過去的幾個星期裡,她思考了很多關於凱西的事情,她很難不去想。對於她來說,姐姐是不是同性戀沒有什麼關係,姐姐愛什麼樣的人也沒有什麼關係。她很高興凱西對自己吐露心聲,很高興凱西對自己坦白了她的性取向。將這麼重要的事情隱藏起來……一定很不容易……儘管凱西表面上看起來那麼堅強勇敢,但朵拉知道,姐姐一定很怕把這件事告訴他們,不知道會面對什麼樣的反應。但現在,她很高興自己知道了這件事,知道了凱西的生命中也有個人能給她帶來快樂。

那天在天鵝府的花園裡,凱西告訴她的另一個秘密動搖了朵拉長時間的愧疚,讓朵拉輾轉反側。上個月她在櫻草山上對媽媽講的話全是發自肺腑:她真的認為是時候該走出來了,將過去的事情統統放下。
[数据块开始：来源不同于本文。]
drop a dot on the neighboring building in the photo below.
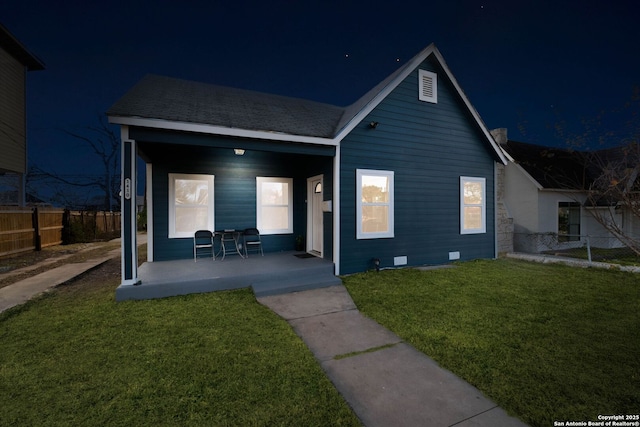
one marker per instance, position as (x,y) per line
(546,194)
(15,61)
(405,175)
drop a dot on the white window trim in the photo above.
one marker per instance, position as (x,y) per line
(173,234)
(360,234)
(259,225)
(422,74)
(483,205)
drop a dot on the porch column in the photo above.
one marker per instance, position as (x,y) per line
(128,210)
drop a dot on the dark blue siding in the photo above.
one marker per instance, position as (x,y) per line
(234,189)
(428,146)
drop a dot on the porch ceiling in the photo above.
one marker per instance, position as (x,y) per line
(150,140)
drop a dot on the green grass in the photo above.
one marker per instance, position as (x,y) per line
(545,342)
(76,357)
(622,256)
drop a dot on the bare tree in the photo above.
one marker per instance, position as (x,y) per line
(615,187)
(611,175)
(105,144)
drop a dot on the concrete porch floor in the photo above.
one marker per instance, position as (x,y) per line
(271,274)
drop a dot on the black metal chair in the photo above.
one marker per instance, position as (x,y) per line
(203,241)
(252,241)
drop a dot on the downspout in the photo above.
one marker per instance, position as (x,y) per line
(128,223)
(495,210)
(149,201)
(336,211)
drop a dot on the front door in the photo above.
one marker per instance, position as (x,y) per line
(314,215)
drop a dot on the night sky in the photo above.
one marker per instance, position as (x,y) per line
(525,65)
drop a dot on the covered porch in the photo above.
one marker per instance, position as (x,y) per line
(271,274)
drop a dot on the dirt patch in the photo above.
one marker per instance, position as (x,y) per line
(22,266)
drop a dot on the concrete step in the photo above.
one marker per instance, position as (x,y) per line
(284,285)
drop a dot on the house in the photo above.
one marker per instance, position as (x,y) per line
(546,191)
(405,175)
(15,62)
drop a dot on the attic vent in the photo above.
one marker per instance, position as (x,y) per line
(428,90)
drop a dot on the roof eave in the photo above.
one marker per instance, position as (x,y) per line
(18,51)
(219,130)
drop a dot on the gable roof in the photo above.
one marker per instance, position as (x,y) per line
(9,43)
(168,103)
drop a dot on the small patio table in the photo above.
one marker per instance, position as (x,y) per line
(229,242)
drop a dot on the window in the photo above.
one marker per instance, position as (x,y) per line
(190,204)
(274,205)
(473,205)
(428,86)
(374,204)
(568,222)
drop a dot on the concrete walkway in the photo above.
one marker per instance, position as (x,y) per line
(386,381)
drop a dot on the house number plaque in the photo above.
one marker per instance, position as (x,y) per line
(127,188)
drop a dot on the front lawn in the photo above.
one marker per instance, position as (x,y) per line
(76,357)
(545,342)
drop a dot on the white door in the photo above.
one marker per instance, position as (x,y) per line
(314,215)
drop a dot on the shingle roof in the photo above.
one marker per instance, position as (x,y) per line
(164,102)
(165,98)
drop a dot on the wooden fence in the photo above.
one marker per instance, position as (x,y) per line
(27,229)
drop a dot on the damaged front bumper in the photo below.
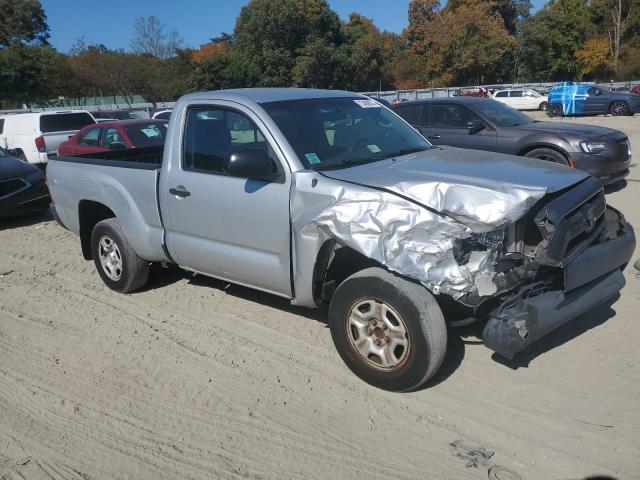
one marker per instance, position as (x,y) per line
(593,277)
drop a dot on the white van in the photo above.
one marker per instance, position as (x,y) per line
(522,99)
(36,135)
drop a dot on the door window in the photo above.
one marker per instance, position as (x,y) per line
(450,116)
(90,138)
(64,122)
(212,134)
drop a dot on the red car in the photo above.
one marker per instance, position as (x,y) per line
(116,135)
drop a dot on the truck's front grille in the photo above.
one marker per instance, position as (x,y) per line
(570,222)
(12,186)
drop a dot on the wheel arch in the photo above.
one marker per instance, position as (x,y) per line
(623,100)
(334,264)
(89,214)
(533,146)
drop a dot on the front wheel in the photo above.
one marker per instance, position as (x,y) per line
(619,108)
(548,154)
(390,332)
(120,268)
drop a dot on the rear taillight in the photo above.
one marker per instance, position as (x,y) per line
(40,145)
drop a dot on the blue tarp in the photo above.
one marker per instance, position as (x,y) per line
(570,95)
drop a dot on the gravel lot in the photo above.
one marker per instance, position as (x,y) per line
(191,379)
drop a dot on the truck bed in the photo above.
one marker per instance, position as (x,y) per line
(124,180)
(147,158)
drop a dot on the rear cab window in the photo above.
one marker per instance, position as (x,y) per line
(64,122)
(91,137)
(146,135)
(212,133)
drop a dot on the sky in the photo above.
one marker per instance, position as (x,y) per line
(111,22)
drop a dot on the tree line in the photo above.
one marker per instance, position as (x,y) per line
(305,43)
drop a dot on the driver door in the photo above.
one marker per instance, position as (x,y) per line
(232,228)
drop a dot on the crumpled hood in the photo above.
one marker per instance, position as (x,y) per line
(482,190)
(565,128)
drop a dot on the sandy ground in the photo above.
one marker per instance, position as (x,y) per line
(190,379)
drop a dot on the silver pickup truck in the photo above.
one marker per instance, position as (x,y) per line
(329,198)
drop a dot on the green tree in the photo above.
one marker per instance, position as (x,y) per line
(463,44)
(270,36)
(22,22)
(24,73)
(551,37)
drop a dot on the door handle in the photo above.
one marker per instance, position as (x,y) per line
(179,192)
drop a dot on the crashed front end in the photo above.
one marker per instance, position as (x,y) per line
(576,247)
(519,258)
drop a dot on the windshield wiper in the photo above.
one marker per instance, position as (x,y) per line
(375,158)
(346,163)
(404,151)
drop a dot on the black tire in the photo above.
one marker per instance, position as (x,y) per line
(619,108)
(412,307)
(548,154)
(555,110)
(133,271)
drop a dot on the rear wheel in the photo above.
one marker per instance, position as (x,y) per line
(619,108)
(390,332)
(548,154)
(120,268)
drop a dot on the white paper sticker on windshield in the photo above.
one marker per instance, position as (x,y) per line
(368,103)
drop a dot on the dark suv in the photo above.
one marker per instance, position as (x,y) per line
(485,124)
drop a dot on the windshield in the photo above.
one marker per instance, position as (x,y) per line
(502,115)
(146,135)
(337,132)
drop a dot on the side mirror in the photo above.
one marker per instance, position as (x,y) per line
(475,125)
(252,164)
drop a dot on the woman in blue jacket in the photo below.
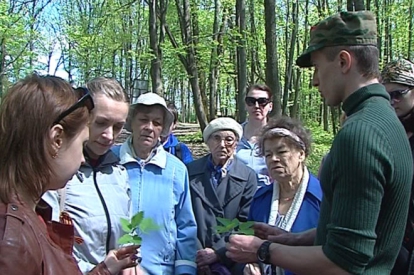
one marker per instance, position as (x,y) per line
(160,188)
(292,201)
(98,197)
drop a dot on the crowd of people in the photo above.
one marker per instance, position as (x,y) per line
(66,189)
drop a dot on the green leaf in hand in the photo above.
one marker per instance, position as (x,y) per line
(137,219)
(128,239)
(126,226)
(144,225)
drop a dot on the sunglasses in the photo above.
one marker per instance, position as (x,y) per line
(251,101)
(85,100)
(398,94)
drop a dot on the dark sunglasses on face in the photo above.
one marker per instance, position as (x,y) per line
(251,101)
(85,100)
(398,94)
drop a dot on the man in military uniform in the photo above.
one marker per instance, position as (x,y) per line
(366,178)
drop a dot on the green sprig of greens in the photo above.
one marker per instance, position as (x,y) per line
(134,228)
(234,226)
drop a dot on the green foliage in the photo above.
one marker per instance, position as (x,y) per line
(322,142)
(192,138)
(134,228)
(234,226)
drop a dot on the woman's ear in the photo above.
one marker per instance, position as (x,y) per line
(56,138)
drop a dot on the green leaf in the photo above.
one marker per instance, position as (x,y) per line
(137,239)
(248,231)
(220,229)
(224,221)
(126,239)
(246,225)
(137,219)
(234,223)
(147,224)
(126,226)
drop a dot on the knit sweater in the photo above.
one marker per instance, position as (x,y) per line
(366,183)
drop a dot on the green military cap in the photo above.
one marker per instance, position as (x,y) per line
(342,29)
(398,71)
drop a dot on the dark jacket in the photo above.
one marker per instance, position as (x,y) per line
(30,246)
(230,200)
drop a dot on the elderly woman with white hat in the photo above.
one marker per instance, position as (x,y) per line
(160,188)
(221,186)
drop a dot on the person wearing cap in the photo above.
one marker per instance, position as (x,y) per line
(398,78)
(160,188)
(221,186)
(366,178)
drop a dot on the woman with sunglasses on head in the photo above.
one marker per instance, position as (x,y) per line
(258,104)
(98,197)
(44,123)
(398,79)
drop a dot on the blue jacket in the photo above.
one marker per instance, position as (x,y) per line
(170,146)
(308,215)
(161,189)
(96,205)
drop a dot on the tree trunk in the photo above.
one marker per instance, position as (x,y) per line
(272,70)
(241,59)
(289,68)
(410,30)
(189,60)
(153,35)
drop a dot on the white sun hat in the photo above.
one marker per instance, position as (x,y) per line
(152,99)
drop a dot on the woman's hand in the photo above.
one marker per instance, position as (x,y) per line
(251,269)
(122,258)
(206,256)
(263,230)
(137,270)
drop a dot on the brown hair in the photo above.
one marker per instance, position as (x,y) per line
(366,56)
(27,113)
(173,109)
(109,87)
(261,87)
(293,125)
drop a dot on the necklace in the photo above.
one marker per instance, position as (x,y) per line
(287,199)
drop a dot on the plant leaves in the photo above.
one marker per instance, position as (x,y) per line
(137,239)
(220,229)
(224,221)
(126,239)
(126,226)
(137,219)
(246,225)
(248,231)
(147,224)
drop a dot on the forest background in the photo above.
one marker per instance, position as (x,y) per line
(200,54)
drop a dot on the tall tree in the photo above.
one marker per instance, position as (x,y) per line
(241,59)
(272,69)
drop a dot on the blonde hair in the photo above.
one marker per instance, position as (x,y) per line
(109,87)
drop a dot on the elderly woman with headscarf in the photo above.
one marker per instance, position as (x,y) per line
(292,201)
(221,186)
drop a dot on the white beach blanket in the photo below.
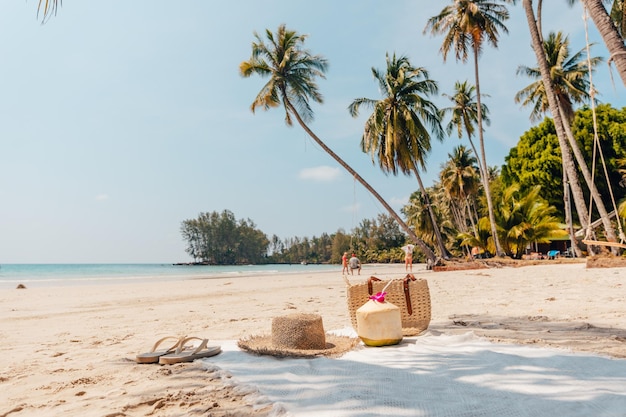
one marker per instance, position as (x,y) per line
(434,375)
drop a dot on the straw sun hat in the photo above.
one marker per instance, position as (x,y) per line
(298,335)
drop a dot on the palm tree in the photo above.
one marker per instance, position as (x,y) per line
(524,219)
(609,26)
(292,71)
(466,26)
(464,114)
(555,90)
(570,79)
(397,132)
(460,182)
(48,8)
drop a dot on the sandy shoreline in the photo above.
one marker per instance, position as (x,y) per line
(70,350)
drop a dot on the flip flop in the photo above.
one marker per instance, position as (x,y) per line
(188,354)
(154,355)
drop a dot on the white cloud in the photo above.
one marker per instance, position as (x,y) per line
(322,173)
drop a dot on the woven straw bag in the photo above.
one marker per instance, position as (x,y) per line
(410,294)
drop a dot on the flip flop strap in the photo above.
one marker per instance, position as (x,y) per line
(163,339)
(181,347)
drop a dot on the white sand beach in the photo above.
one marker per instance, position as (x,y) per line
(71,350)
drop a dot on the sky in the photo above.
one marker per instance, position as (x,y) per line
(119,120)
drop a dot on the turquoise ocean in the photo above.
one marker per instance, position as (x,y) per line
(54,275)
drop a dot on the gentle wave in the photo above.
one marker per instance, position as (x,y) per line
(83,274)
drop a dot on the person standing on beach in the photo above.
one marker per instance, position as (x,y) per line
(344,263)
(408,257)
(354,263)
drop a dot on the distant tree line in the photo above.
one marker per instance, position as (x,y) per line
(220,239)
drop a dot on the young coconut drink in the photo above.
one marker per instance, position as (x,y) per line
(379,323)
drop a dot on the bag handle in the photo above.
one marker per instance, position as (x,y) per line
(407,292)
(370,286)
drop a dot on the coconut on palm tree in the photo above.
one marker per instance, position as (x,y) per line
(460,182)
(292,71)
(466,25)
(397,133)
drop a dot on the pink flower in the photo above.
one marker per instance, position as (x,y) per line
(379,297)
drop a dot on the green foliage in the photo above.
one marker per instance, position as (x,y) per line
(612,137)
(219,239)
(523,219)
(536,160)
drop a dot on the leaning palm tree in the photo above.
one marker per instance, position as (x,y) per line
(610,25)
(554,93)
(397,132)
(466,26)
(292,71)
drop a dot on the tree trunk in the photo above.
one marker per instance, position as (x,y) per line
(419,242)
(604,215)
(610,35)
(485,171)
(433,220)
(568,217)
(568,163)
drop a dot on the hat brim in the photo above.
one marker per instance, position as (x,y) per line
(262,345)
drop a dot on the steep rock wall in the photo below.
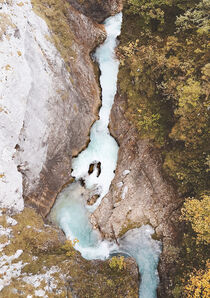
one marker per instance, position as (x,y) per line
(98,10)
(139,194)
(46,111)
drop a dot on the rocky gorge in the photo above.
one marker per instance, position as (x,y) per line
(50,98)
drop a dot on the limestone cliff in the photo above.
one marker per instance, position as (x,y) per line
(139,193)
(98,10)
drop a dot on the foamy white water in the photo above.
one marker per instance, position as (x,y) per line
(102,147)
(70,211)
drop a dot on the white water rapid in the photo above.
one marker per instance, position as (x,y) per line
(70,211)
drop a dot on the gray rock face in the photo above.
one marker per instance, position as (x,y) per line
(61,107)
(139,193)
(97,10)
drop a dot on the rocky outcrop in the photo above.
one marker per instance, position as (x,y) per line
(139,193)
(46,111)
(98,10)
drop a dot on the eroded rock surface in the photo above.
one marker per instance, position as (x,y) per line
(47,110)
(139,193)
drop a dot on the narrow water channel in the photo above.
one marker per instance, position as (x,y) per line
(95,167)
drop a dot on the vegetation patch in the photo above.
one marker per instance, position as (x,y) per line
(53,267)
(164,76)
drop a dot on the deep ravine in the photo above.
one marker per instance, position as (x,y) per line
(95,167)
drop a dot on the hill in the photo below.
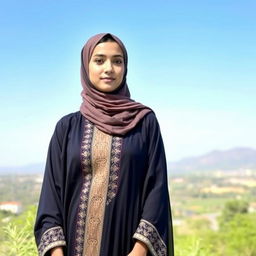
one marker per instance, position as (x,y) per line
(229,160)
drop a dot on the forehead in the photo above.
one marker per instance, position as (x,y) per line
(108,49)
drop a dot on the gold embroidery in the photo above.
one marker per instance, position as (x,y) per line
(100,162)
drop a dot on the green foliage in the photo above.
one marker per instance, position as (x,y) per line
(233,208)
(235,237)
(19,238)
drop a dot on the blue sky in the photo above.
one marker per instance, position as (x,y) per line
(193,62)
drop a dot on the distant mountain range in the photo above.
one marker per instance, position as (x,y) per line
(228,160)
(25,169)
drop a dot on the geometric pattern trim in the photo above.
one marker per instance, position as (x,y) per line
(84,196)
(147,233)
(51,238)
(114,168)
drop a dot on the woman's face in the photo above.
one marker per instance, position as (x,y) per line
(106,67)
可一想到凱西,還有凱西告訴她的事情,朵拉的內心還是會掙扎。

她在無眠的夜晚盯著天花板,將那些場景在腦子裡一遍又一遍地回放,暫停,又回放,一遍又一遍,直到凱西告訴她的景象與自己的記憶糾纏重合。記憶的碎片紛紛就位,拼成一幅巨大的拼圖,如今她可以後退一步,看清楚眼前的一整幅令人心碎的圖景,他們每個人都在其中扮演了各自的角色,導致了最終的結局。在瞭解了一切之後,朵拉感到如釋重負,但隨之而來的是一種新的情緒。

她感到憤怒,憤怒凱西竟然能如此殘忍……如此自私……那樣將阿爾菲趕走,後來又把自己的錯隱藏了那麼久,導致瞭如此痛苦而可怕的後果。但她也明白,那都是一些無心的過失……自私的、年少的過失,沒有惡意。朵拉打心眼裡明白,凱西並不是真的希望阿爾菲溺水……她並不是真的想要他去死。她不是有意的,她的所作所為沒有一絲預謀與邪惡。朵拉比任何人都更清楚,如果以她自己這十年來的痛苦與悔恨相比的話,姐姐付出的代價已經夠多了。她想必已經受夠了煎熬。

可還是有什麼東西在阻止她與凱西聯絡。她知道,要是她無法原諒姐姐那天的所作所為,她就無法真正放下過去,無法真正從她們共同經歷的悲劇中走出來。她知道,要是她做不到這一點的話,就無疑是在欺騙自己。可她就是不知道自己是否已經準備好放下心裡的憤怒。它依然在那裡,炙熱而真實,她不知該如何將它釋放出去。